Founded in 1871, Kahhal has long been synonymous with artisanal mastery, each rug a hand-knotted story of craft and culture. When Mohamed stepped into leadership, he inherited not just a name but a responsibility: how to honor a 150-year-old legacy while making it resonate in a fast-moving world. His answer is transformation without compromise.

Under his vision, Kahhal 1871 has expanded its footprint beyond private homes into luxury hospitality and international collaborations, infusing Arab craftsmanship into global conversations. Yet it is the brand’s bold new campaign, 150 Years Still Rolling, that crystallizes Mohamed’s ethos.

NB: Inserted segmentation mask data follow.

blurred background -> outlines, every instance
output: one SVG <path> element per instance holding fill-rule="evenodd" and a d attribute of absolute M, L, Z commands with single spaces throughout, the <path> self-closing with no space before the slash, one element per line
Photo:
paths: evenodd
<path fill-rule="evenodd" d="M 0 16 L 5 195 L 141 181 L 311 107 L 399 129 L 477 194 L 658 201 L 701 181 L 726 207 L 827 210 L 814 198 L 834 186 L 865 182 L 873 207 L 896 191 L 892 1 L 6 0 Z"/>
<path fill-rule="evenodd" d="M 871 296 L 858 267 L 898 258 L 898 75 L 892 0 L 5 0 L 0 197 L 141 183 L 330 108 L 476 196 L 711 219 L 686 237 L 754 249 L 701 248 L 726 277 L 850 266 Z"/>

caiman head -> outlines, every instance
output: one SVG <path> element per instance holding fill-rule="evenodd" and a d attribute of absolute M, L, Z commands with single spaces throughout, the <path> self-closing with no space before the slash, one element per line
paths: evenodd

Shot entirely on film, the imagery features skateboarders mid-motion on handcrafted Kahhal rugs—a collision of counterculture energy with tradition. The result is striking: heritage reframed not as something to protect behind glass, but as a living surface where culture and contemporary life meet.

“Heritage doesn’t have to be preserved behind glass,” Mohamed reflects. “It can move, evolve, and carry meaning for the future.”
For Mohamed, recently a father, this vision is personal. It’s about what kind of world—and brand—the next generation will inherit. His leadership turns Kahhal 1871 into more than a guardian of the past; it becomes a voice of Arab design, unapologetically rooted yet globally resonant.

From Cairo to the world, Kahhal 1871 is rolling heritage forward—one rug, one story, and now, one skateboard at a time.